De bestreden reclame-uiting
Het betreft de website www.ikbengeenwatje.nl, op de landingspagina waarvan kinderen worden aangemoedigd zich te laten vaccineren.
De klacht
Door de op de gewraakte pagina gebezigde teksten worden kinderen onder druk gezet om zich te laten vaccineren en vervolgens worden zij ertoe aangezet om kinderen die niet meedoen uit te schelden voor “watje”. Of men zich wil laten vaccineren is een vrije keuze en de keuzevrijheid wordt door deze uiting geschonden. Tevens is de uiting discriminerend, door de wijze waarop kinderen daarin worden aangesproken. Klaagster acht de uiting op grond van het vorenstaande in strijd met de artikelen 2 en 3 van de Kinder- en Jeugdreclamecode (KJC).
Klaagster vraagt zich voorts af of vaccins geneesmiddelen zijn en zo ja, dan acht klaagster de uiting ook in strijd met artikel 23 van de Code publieksreclame voor geneesmiddelen.
Het verweer
Verweerder heeft, samengevat, het volgende verweer gevoerd.
De klacht richt zich tegen voorlichting die in het kader van de jaarlijkse vaccinatiedagen worden gegeven. Ouders van kinderen die in aanmerking komen voor vaccinatie (de laatste DTP- en BMR-prik voor 9-jarigen en de reeks HPV-vaccinaties voor 13-jarige meisjes) ontvangen een uitnodigingsbrief om hun kind te laten vaccineren. In deze brief staat onder meer “Lees voor meer informatie het nieuwsbericht op www.cjg(naam lokatie).nl.
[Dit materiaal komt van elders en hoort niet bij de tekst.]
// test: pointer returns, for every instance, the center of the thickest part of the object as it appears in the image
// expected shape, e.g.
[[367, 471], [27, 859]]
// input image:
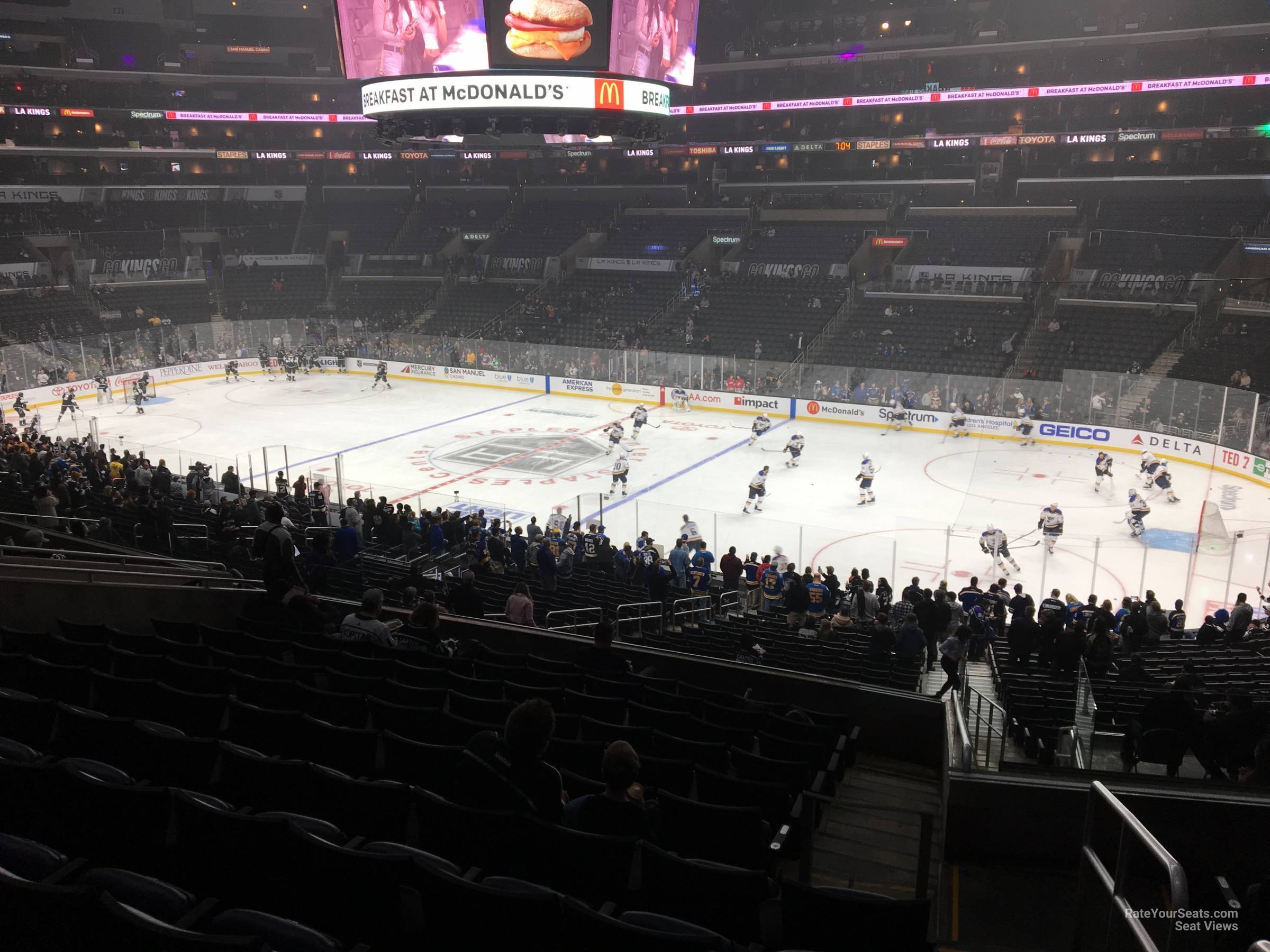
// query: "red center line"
[[503, 462]]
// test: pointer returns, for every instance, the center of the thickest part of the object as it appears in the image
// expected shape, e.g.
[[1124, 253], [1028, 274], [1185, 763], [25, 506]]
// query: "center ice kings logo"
[[535, 454]]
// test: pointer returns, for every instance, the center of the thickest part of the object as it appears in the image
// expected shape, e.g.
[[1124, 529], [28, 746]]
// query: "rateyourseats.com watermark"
[[1193, 919]]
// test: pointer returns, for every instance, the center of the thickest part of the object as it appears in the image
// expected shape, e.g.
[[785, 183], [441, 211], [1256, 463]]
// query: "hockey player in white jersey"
[[558, 521], [994, 543], [1165, 483], [759, 428], [757, 490], [691, 534], [615, 432], [640, 416], [1138, 513], [621, 468], [1024, 424], [1102, 468], [1150, 465], [865, 479], [795, 450], [899, 414], [1051, 525]]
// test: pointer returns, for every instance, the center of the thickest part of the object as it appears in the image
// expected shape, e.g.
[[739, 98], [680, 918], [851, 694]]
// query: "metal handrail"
[[658, 615], [1113, 883], [120, 559], [575, 612], [963, 734]]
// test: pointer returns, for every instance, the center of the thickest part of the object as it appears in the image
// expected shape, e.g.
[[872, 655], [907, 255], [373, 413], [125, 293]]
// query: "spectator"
[[619, 811], [520, 606], [951, 653], [275, 547], [467, 598], [1241, 617], [365, 625], [910, 640], [507, 772], [601, 658]]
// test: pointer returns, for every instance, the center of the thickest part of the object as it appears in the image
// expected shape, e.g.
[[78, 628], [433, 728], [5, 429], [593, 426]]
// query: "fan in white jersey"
[[1165, 481], [640, 416], [759, 428], [1051, 525], [1138, 513], [621, 468], [794, 448], [899, 413], [757, 490], [1150, 466], [1102, 468], [1024, 426], [994, 543], [865, 479], [615, 432], [690, 534]]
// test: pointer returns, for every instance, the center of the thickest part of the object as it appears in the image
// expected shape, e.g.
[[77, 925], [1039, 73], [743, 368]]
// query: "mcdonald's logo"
[[609, 94]]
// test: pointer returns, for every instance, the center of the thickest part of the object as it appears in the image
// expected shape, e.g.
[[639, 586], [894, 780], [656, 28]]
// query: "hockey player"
[[759, 428], [640, 416], [1102, 468], [794, 448], [757, 490], [690, 534], [899, 413], [1138, 512], [1164, 481], [994, 543], [621, 468], [68, 405], [1150, 465], [1051, 525], [865, 479], [1024, 424], [615, 432]]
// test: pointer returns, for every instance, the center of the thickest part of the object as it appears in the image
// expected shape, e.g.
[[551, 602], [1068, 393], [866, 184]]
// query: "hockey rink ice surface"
[[522, 455]]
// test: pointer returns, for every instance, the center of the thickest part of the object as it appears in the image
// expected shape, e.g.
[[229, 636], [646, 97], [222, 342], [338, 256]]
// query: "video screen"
[[648, 39], [411, 37], [656, 40], [538, 35]]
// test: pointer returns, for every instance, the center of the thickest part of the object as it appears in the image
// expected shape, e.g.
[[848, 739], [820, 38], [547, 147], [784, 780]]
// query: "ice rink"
[[520, 455]]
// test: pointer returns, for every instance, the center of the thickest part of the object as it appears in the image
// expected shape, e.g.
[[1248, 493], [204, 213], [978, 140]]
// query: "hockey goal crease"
[[1213, 536]]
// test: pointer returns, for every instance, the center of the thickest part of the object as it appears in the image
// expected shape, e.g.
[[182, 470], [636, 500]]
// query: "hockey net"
[[1213, 537]]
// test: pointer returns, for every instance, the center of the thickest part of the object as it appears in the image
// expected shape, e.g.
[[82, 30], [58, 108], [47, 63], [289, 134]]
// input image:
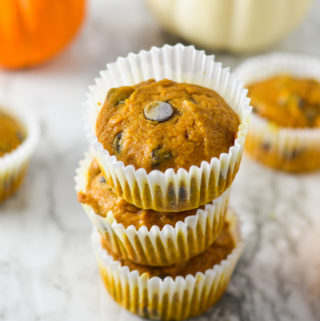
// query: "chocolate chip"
[[182, 193], [20, 136], [265, 146], [290, 155], [117, 96], [159, 155], [158, 111], [117, 142]]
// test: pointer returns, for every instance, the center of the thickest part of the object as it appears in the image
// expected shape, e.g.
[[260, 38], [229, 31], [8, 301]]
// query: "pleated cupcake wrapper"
[[168, 298], [13, 165], [288, 149], [156, 247], [169, 191]]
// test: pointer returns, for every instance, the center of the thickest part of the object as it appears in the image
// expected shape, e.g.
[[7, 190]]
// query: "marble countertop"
[[47, 267]]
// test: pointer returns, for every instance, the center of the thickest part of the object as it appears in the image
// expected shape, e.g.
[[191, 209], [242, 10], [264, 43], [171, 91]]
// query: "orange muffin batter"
[[164, 124], [217, 252], [102, 199], [287, 101], [12, 133]]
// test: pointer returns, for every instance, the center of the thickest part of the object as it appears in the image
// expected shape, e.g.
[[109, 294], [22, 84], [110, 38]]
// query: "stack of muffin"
[[156, 182]]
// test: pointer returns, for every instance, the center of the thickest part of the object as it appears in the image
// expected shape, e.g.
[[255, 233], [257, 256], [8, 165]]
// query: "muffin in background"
[[284, 132], [18, 137]]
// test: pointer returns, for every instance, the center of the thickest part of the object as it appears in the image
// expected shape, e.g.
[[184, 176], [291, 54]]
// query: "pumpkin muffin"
[[165, 124], [18, 137], [12, 133], [287, 101], [167, 145], [146, 236], [175, 292], [284, 131]]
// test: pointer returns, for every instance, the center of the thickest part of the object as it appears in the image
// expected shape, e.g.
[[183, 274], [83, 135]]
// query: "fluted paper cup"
[[168, 298], [13, 165], [158, 247], [169, 191], [289, 149]]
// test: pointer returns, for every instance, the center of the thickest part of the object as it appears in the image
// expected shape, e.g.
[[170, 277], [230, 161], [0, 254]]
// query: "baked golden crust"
[[164, 124], [102, 199], [213, 255]]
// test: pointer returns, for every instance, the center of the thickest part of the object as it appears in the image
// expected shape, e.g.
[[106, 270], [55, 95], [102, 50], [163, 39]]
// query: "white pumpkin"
[[236, 25]]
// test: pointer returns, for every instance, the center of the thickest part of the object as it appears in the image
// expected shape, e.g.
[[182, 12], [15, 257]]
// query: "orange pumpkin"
[[33, 31]]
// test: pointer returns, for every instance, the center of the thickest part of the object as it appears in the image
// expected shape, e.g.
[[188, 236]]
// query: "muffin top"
[[287, 101], [102, 199], [12, 133], [213, 255], [164, 124]]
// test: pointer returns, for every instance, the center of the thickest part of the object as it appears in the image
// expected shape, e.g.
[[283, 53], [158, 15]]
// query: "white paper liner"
[[171, 244], [168, 298], [161, 191], [290, 149], [13, 165]]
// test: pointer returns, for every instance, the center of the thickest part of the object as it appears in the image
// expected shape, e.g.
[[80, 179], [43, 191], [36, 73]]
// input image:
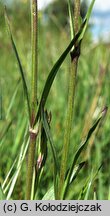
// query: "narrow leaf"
[[92, 129], [49, 137], [54, 71], [70, 9]]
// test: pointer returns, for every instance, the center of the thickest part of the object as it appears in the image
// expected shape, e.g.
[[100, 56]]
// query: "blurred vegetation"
[[58, 12], [92, 94]]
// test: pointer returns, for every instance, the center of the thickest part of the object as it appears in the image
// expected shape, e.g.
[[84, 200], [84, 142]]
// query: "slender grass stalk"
[[34, 31], [33, 132], [72, 85]]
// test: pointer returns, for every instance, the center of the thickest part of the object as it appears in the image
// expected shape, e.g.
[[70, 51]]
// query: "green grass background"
[[53, 39]]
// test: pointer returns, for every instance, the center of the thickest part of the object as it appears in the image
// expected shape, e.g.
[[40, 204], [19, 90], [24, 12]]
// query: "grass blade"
[[18, 61], [49, 137], [92, 129], [54, 71], [70, 9]]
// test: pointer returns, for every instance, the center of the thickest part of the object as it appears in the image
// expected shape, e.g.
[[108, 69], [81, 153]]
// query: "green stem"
[[34, 24], [71, 97], [33, 133]]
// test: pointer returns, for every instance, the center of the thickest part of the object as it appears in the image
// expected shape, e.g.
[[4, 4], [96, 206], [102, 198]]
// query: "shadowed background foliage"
[[92, 94]]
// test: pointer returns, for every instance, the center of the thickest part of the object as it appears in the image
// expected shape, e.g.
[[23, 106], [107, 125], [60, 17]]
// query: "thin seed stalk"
[[71, 97], [34, 48], [33, 133]]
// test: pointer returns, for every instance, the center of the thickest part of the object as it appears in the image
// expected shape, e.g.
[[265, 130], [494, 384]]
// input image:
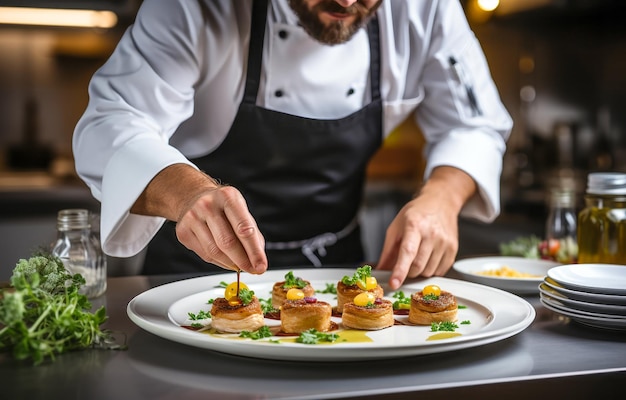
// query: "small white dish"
[[590, 320], [592, 278], [473, 269], [597, 298], [578, 305]]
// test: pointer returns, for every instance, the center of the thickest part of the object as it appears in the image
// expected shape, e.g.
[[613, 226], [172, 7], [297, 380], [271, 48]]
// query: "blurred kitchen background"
[[560, 66]]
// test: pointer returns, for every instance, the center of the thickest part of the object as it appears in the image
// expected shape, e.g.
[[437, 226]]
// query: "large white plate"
[[593, 278], [493, 314], [471, 268]]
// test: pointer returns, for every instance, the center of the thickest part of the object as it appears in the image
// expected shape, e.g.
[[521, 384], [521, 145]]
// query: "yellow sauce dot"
[[363, 299], [433, 290], [295, 294]]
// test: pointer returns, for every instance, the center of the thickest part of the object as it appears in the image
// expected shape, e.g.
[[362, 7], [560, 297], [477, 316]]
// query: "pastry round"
[[425, 311], [279, 293], [378, 316], [234, 319], [297, 316], [346, 293]]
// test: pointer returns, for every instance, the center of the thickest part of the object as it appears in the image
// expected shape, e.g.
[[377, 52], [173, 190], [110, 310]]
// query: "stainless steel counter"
[[553, 357]]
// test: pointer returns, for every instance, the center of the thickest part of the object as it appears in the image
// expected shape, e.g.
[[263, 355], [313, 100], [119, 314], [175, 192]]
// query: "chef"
[[236, 134]]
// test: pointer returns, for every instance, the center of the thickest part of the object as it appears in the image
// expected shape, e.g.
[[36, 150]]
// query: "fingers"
[[423, 248], [220, 229]]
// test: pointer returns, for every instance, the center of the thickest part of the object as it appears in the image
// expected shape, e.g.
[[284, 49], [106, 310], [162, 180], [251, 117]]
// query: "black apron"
[[303, 179]]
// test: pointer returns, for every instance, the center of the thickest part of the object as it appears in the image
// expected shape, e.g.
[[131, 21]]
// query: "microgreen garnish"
[[445, 326], [260, 333], [313, 336], [293, 282], [43, 314], [402, 301], [199, 316], [330, 288], [245, 295], [267, 307], [360, 276]]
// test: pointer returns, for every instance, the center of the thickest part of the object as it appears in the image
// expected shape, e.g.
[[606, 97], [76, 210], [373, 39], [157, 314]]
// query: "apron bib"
[[302, 178]]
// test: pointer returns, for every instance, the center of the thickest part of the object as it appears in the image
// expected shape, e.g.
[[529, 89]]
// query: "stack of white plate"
[[592, 294]]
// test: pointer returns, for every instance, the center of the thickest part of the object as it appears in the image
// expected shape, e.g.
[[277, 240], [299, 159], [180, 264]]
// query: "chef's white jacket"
[[171, 89]]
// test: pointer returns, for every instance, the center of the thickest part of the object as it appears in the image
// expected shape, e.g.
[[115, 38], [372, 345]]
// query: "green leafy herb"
[[360, 276], [267, 307], [445, 326], [293, 282], [330, 288], [402, 301], [199, 316], [43, 315], [260, 333], [430, 297], [313, 336], [245, 295]]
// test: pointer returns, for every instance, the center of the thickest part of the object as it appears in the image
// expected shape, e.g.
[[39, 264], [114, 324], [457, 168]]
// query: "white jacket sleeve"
[[456, 134], [137, 100]]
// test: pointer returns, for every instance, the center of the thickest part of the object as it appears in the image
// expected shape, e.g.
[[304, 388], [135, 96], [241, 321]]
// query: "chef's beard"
[[336, 32]]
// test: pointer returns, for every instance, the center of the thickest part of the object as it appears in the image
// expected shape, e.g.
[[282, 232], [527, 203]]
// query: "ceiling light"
[[58, 17]]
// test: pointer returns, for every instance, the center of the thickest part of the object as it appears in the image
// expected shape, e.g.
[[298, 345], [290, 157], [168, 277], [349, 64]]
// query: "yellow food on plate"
[[507, 272]]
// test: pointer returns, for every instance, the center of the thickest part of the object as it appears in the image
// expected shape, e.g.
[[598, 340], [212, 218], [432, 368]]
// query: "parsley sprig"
[[403, 302], [313, 336], [292, 281], [360, 276], [43, 315]]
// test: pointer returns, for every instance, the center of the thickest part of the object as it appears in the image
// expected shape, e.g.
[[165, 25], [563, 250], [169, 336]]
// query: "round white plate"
[[493, 314], [470, 269], [597, 322], [593, 278], [597, 298], [608, 309]]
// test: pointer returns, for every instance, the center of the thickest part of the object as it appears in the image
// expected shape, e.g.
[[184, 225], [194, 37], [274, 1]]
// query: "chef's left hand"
[[422, 240]]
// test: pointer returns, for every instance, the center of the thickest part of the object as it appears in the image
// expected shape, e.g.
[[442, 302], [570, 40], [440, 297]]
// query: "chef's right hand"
[[219, 228]]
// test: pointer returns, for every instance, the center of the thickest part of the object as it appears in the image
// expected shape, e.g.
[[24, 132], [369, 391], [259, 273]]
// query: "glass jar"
[[602, 223], [79, 248]]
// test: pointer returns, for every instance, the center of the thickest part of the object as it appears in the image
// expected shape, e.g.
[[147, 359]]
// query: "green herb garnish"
[[330, 288], [43, 315], [260, 333], [402, 301], [313, 336], [293, 282], [245, 295], [360, 276], [445, 326], [199, 316]]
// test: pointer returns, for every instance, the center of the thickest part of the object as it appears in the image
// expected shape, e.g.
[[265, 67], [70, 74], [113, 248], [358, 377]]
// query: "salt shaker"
[[79, 248], [561, 227]]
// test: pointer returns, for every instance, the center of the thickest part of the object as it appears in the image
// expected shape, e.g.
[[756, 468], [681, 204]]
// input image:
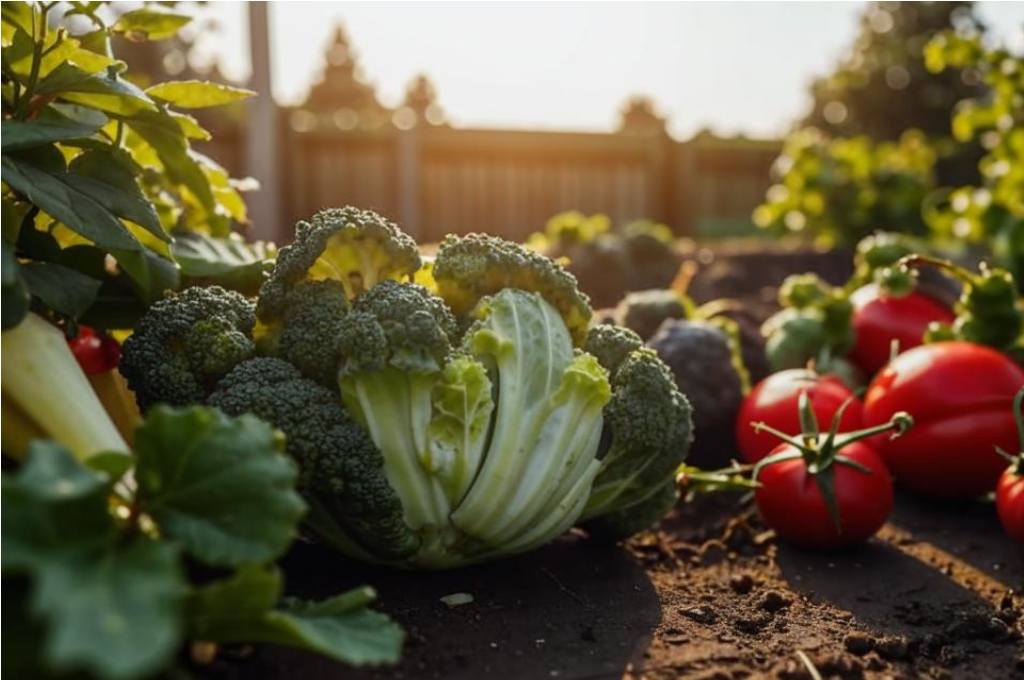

Of kijk met uw kind op www.ikbengeenwatje.nl”. Na de vaccinatie krijgen de kinderen een armbandje met de tekst “Ik ben geen watje”. De actie “ik ben geen watje” is geen reclame gericht op kinderen. Ouders ontvangen de uitnodigingsbrief. Voorts worden “geen goederen of diensten direct of indirect aangeprezen”. Ouders zijn vrij in hen keuze hun kind al dan niet te laten vaccineren en kunnen desgewenst de voor ouder en kind ondersteunende informatie raadplegen. Doel van de gewraakte uiting is om kinderen over hun (mogelijke) angst voor de prik heen te helpen. Ouders die hun kind niet willen laten vaccineren kunnen de uitnodigingsbrief naast zich neerleggen en hun kinderen zullen dan ook niet naar de bewuste pagina worden geleid. Verweerder ziet niet in dat (het dragen van) een bandjes aanleiding kan geven tot pesten.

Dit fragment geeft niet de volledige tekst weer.